Further, the mammalian cells include 293T cells, COS-1 cells, COS-7 cells, sp2/0 cells, or CHO cells.

Furthermore, the nucleotide sequence of the Fc fragment of the chicken IgY antibody from the N-terminal start amino acid codon to the stop codon of CH2 is shown as SEQ ID NO. 3.

The invention also provides nucleotide molecules encoding the antibodies.

The invention also provides an expression vector which contains the nucleotide molecule for coding the monoclonal antibody.

The invention also provides a host cell containing the expression vector.

The invention also provides a pharmaceutical composition, which comprises the monoclonal antibody and a pharmaceutically acceptable carrier.

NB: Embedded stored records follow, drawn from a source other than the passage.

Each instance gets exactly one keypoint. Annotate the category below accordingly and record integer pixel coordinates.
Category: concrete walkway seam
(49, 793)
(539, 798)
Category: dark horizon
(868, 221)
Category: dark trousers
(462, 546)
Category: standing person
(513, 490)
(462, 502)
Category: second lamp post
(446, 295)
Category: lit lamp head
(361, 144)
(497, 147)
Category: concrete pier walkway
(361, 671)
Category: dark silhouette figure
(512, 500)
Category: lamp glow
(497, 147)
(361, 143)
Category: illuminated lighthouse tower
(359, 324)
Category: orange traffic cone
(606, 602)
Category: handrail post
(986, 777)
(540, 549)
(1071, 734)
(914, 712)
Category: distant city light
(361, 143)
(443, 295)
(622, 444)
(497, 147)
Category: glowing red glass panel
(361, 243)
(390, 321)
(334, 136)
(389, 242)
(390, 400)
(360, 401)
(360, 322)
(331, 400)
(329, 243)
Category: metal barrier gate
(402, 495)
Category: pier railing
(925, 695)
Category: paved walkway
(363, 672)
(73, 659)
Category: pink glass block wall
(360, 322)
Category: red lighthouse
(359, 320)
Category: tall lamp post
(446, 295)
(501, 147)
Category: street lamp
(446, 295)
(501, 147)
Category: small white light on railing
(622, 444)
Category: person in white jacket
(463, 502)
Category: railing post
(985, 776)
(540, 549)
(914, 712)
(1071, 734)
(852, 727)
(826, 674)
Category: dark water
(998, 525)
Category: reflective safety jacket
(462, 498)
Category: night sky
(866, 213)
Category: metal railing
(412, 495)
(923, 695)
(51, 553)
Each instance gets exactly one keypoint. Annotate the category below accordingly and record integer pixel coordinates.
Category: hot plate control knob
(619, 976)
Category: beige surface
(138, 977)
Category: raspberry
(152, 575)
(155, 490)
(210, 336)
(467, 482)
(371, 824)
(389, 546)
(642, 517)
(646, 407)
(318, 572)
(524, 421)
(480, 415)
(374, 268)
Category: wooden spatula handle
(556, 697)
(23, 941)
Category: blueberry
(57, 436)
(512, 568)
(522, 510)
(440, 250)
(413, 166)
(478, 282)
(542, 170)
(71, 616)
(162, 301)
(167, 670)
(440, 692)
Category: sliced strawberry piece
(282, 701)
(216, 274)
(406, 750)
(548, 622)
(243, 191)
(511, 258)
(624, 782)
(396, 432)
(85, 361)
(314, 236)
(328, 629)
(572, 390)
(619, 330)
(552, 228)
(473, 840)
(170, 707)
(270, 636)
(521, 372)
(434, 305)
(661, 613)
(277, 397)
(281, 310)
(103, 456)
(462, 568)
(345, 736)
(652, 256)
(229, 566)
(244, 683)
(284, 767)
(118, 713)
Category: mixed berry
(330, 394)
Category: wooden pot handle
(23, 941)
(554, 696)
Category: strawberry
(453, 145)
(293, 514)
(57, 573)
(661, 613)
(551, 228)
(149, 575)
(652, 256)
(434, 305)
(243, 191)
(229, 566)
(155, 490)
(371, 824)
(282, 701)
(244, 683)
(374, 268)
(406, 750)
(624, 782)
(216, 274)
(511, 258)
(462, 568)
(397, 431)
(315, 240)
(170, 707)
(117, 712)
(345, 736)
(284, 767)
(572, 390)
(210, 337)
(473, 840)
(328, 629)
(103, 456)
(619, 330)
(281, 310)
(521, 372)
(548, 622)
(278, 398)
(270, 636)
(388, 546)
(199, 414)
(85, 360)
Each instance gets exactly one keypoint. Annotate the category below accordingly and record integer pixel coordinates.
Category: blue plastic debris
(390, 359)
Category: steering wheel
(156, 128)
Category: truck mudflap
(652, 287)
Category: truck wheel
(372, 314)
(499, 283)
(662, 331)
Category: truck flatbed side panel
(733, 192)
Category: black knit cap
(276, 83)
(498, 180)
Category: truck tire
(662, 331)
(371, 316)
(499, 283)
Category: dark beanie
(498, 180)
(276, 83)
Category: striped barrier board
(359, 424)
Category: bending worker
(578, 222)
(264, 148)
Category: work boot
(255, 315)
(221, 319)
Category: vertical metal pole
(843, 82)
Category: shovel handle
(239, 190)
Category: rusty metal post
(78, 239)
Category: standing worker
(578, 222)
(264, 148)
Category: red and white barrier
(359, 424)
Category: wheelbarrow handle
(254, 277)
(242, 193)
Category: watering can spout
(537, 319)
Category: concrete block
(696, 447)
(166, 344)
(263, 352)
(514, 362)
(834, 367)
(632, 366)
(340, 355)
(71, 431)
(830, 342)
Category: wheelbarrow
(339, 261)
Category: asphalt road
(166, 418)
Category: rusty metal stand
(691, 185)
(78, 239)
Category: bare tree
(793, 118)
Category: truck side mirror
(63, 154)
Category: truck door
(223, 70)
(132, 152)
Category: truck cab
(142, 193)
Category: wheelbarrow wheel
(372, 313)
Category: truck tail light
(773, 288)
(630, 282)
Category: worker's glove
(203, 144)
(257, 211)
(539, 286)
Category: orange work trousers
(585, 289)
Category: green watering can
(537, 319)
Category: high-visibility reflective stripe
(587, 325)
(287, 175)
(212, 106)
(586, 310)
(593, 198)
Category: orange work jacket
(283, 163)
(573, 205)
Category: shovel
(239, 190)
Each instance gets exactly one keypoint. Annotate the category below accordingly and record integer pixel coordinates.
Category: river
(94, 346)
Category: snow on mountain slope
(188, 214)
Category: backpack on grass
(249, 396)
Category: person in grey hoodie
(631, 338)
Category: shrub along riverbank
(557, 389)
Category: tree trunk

The invention also provides a kit comprising the monoclonal antibody.

The invention also provides application of the humanized anti-avian influenza neuraminidase monoclonal antibody in-vitro antigen recognition and/or virus neutralization.

Has the advantages that:

fc fragment receptors of the avian IgY antibodies are widely distributed on the surfaces of antigen presenting cells such as DC cells, B cells, macrophages and the like, and assist the IgY in presenting antigens in humoral immunity. In addition, the Fc fragment receptor of the avian IgY antibody may also mediate maternal antibodies into the chick embryo. Therefore, the invention uses the Fc fragment of the chicken IgY antibody to replace the Fc fragment of the murine IgG antibody, constructs the humanized anti-avian influenza neuraminidase antibody and provides the humanized antibody which can be applied to passive immunization of chicken. Meanwhile, the method can be used for developing similar antibody of chicken source anti-other viruses such as chicken Newcastle disease virus, infectious bronchitis virus, chicken infectious bursal disease virus and the like, and is used for preventing corresponding epidemic diseases and the like.

Drawings

FIG. 1 is an electrophoresis diagram of Sac I and Nhe I double digestion products of a positive clone of an expression antibody light chain plasmid;

FIG. 2 is an electrophoresis diagram of Sac I and Nhe I double digestion products of a recombinant heavy chain plasmid positive clone expressing a humanized anti-avian influenza neuraminidase antibody;

FIG. 3 shows the results of IFA with the co-transfected supernatant as primary antibody;

FIG. 4 is the result of in vitro neutralization of H9N2 avian influenza virus by a humanized anti-avian influenza neuraminidase antibody, FabchFc.

Detailed Description

The embodiments of the present invention will be described in further detail with reference to the drawings and examples. The following examples are intended to illustrate the invention but are not intended to limit the scope of the invention.

All the following examples use the Fab gene of the anti-H9N 2 avian influenza virus neuraminidase monoclonal antibody 1G8 as the object of chimeric antibody modification.